OpenAI introduced new AI reasoning models called o3 and o4-mini. These models are intended to pause and consider problems before answering.
The company claims that o3 is its most sophisticated thinking model to date, surpassing its earlier models on tests that gauge aptitude in science, arithmetic, coding, reasoning, and visual comprehension. OpenAI claims that o4-mini provides a competitive trade-off between price, speed, and performance, three aspects that developers frequently take into account when selecting an AI model to power their apps.
O3 and O4-mini, in contrast to earlier reasoning models, can produce responses through ChatGPT’s online surfing, Python code execution, image processing, and picture-generating capabilities.
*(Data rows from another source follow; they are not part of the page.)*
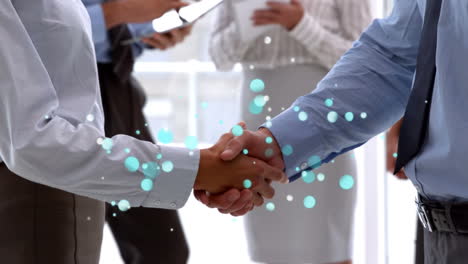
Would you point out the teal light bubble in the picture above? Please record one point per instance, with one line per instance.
(165, 136)
(237, 130)
(270, 206)
(146, 185)
(247, 184)
(254, 109)
(269, 152)
(308, 176)
(320, 177)
(107, 144)
(191, 142)
(259, 100)
(346, 182)
(309, 202)
(314, 161)
(302, 116)
(257, 85)
(151, 170)
(124, 205)
(90, 118)
(167, 166)
(332, 116)
(349, 116)
(287, 150)
(132, 164)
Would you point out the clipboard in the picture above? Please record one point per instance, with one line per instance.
(173, 19)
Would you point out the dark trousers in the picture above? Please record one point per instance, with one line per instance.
(43, 225)
(143, 235)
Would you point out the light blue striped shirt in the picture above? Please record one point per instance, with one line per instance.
(374, 79)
Subscribers to OpenAI’s Pro, Plus, and Team plans can now access the models as well as a variation of o4-mini known as “o4-mini-high,” which takes extra time to create replies in order to increase its reliability.
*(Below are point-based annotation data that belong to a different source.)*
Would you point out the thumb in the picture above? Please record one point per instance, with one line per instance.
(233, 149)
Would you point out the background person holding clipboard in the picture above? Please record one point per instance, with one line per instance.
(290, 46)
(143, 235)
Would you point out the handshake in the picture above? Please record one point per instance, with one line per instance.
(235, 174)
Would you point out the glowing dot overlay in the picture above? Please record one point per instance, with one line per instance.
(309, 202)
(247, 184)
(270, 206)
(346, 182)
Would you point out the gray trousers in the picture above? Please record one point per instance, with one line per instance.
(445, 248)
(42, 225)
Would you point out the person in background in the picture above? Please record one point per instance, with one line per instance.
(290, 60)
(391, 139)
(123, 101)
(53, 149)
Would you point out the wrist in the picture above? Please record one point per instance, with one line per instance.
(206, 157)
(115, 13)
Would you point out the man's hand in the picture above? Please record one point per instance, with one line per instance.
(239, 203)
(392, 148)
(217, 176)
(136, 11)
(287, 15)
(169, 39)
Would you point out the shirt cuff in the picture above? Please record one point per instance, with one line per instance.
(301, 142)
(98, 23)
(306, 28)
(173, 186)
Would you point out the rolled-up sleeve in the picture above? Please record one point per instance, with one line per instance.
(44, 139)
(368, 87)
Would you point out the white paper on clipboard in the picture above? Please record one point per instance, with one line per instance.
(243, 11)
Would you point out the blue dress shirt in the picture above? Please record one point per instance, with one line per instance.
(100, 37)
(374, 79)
Also Read: OpenAI intends to publish a new “open” AI language model in the coming months
In the fiercely competitive global AI race, OpenAI is attempting to outperform Google, Meta, xAI, Anthropic, and DeepSeek with the new models. Although OpenAI was the first to release an AI reasoning model, o1, rivals swiftly followed behind with their models that either matched or outperformed OpenAI’s portfolio. As AI labs try to get more performance out of their systems, reasoning models have started to take center stage in the field.
In ChatGPT, O3 almost wasn’t launched. In February, OpenAI CEO Sam Altman hinted that the business planned to invest more in a more advanced solution that included o3’s technologies. However, OpenAI appears to have changed its mind in the end due to pressure from competitors.
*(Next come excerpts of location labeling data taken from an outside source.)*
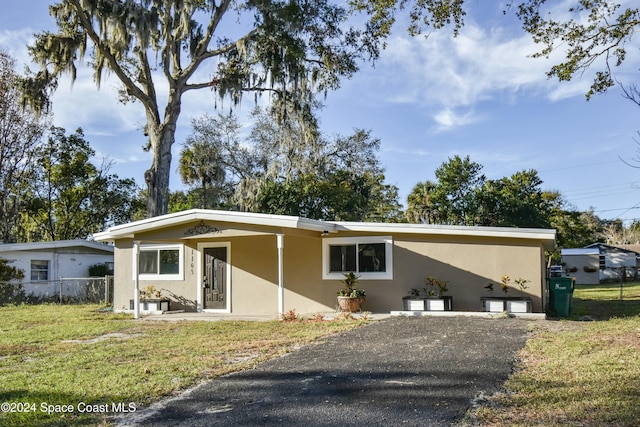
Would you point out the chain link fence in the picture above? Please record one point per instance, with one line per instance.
(67, 290)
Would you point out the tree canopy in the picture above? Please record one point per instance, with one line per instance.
(71, 198)
(289, 49)
(288, 168)
(21, 131)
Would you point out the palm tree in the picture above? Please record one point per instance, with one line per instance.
(420, 204)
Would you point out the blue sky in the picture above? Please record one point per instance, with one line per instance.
(426, 99)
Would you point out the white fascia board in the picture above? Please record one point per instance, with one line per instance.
(56, 244)
(547, 235)
(129, 230)
(579, 251)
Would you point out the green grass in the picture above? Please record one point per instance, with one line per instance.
(578, 373)
(49, 355)
(607, 301)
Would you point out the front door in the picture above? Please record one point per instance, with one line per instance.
(215, 278)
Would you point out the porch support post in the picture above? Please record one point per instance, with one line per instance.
(136, 274)
(280, 242)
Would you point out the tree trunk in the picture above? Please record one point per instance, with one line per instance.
(161, 136)
(157, 176)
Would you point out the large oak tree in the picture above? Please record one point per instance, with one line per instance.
(290, 49)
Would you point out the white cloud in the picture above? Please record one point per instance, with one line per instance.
(478, 65)
(449, 118)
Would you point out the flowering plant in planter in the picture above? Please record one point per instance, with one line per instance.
(150, 292)
(435, 287)
(350, 280)
(505, 303)
(349, 298)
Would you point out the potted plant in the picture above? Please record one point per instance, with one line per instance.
(350, 299)
(413, 301)
(434, 298)
(152, 300)
(506, 303)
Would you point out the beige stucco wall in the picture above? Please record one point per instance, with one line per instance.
(467, 263)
According to OpenAI, with a score of 69.1% on the SWE-bench validated (without custom scaffolding) test, which gauges coding skills, o3 achieves state-of-the-art performance. With a score of 68.1%, the o4-mini model performs similarly. Claude 3.7 Sonnet scored 62.3% on the test, while OpenAI’s next-best model, o3-mini, scored 49.3%.
Also Read: OpenAI introduces image generation for ChatGPT users powered by GPT-4o
OpenAI claims that o3 and o4-mini are its first models that can “think with images.” Users can contribute images to ChatGPT, such as PDF schematics or whiteboard designs, and the models will examine the images as part of their “chain-of-thought” phase before responding. O3 and O4-mini can now comprehend low-quality and fuzzy images and use this newfound capacity to zoom in on or rotate images as they see fit.
In addition to processing images, the o3 and o4-mini can search the web for current events and run and execute Python code right in your browser with ChatGPT’s Canvas feature.
Together with ChatGPT, OpenAI’s developer-facing endpoints, the Chat Completions API and Responses API, will make all three models—o3, o4-mini, and o4-mini-high—available. This will enable engineers to create apps using the company’s models at usage-based prices.
Given its enhanced performance, OpenAI is charging developers a comparatively modest price for o3, $40 per million output tokens and $10 per million input tokens (approximately 750,000 words, longer than The Lord of the Rings series). OpenAI charges $1.10 per million input tokens and $4.40 per million output tokens for o4-mini, which is the same price as o3-mini.
Also Read: OpenAI intends to bill up to $20,000 a month for specialized AI “agents.”
According to OpenAI, o3-pro, a version of o3 that requires greater processing power to generate its responses, will be made available to ChatGPT Pro customers only in the upcoming weeks.
According to OpenAI CEO Sam Altman, O3 and O4-mini might be the business’s final standalone AI reasoning models in ChatGPT before GPT-5, which the company claims would integrate its reasoning models with more conventional models like GPT-4.1.